Changes are coming to police use-of-force policy in Anne Arundel County, Maryland, after a lawsuit was filed against three officers Monday over a 2019 arrest.
The suit, by Daniel Jarrells, of Odenton, claims that county police officers Joshua Shapiro, Daniel Reynolds and Brian Ranck used excessive force when they pulled him and a friend over and arrested him Feb. 14, 2019, in front of his mother’s house in Gambrills.
Video taken by a neighbor and included in the lawsuit shows Jarrells handcuffed and face-down in the road, while an officer kneels on the back of his neck.
“This hurts,” County Executive Steuart Pittman said about the incident during a virtual press briefing Tuesday. “It will hurt our community; I know it’s hurting people in our community right now.”
He added that he and county police Chief Timothy Altomare will be “announcing very soon an addition to our use-of-force policy, where we were not clear enough about the use of a chokehold. And we will be making that change in the next 24 hours and then reviewing that change.”
Pittman said the change will be announced Wednesday night at a special town hall with Altomare, Black police officers and other leaders in the county, at which residents will be able to provide feedback on the changes.
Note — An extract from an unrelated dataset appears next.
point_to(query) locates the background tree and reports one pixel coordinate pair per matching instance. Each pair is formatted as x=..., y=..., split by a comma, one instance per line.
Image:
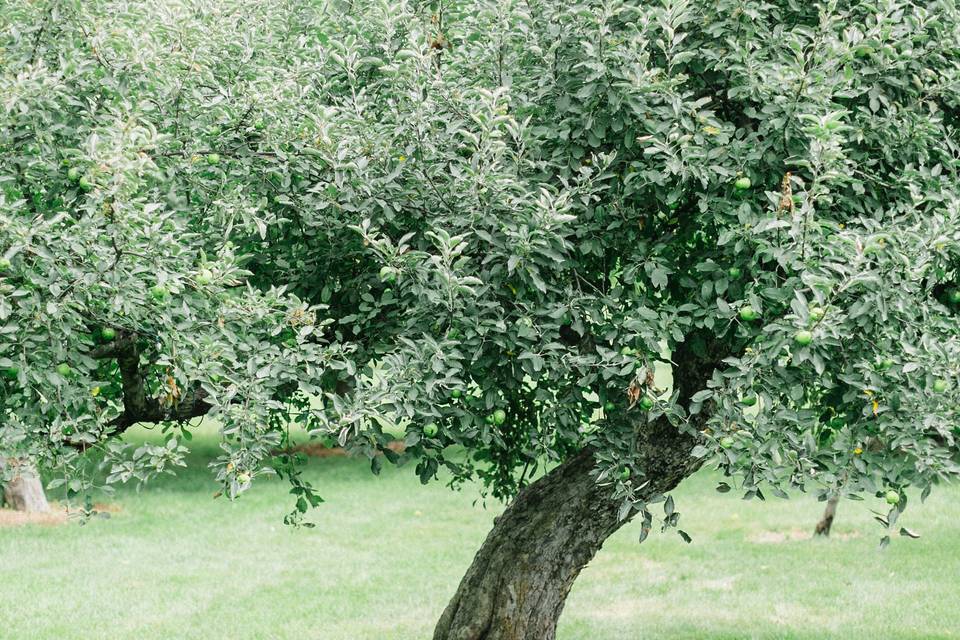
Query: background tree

Pittman compared the incident to the death of George Floyd at the hands of the Minneapolis police in May, saying, “Thank God the results were very different, and I believe the intent was very different. … However, it’s clearly not the kind of policing that we train, and it’s not the kind of policing that we believe we are doing.”
Jarrells, who is Black, said in the lawsuit that the officers had no reason to pull him and his friend over in February 2019.
The suit says that the police followed them for a while, put on their lights and indicated for Jarrells to pull over for no real reason. Jarrells, the suit claims, continued to drive at a low speed for about a quarter-mile to his mother’s house, because he wanted to deal with the police there.
The officers drew their guns on the pair when they did stop, handcuffed Jarrells, put him in a police car, then took him out of the car, and one of the officers knelt on him.
When Jarrells said he couldn’t breathe, one of the officers said, “You can breathe.”
According to the suit, the officers had to write a second report two months after the arrest that contained a reason for pulling the two over. In the second police report, they said they saw Jarrells driving over the speed limit, that he had stopped past a stop sign, and that there were Lyft stickers on the two-door car. Lyft requires vehicles have four doors.
The police also said that during the 2 miles total they followed the car, they learned the owner of the car, who was not Jarrells, had been arrested on weapons charges.
The charges against Jarrells were minor and were dropped, the suit says.
Jarrells is suing for restitution as well as a change in the county police use-of-force policy.
Asked about Pittman’s announcement, Jarrells’ lawyer, Nicholas Bernard, told WTOP, “I can’t comment until I see the language of the change.”
WTOP’s Megan Cloherty contributed to this report.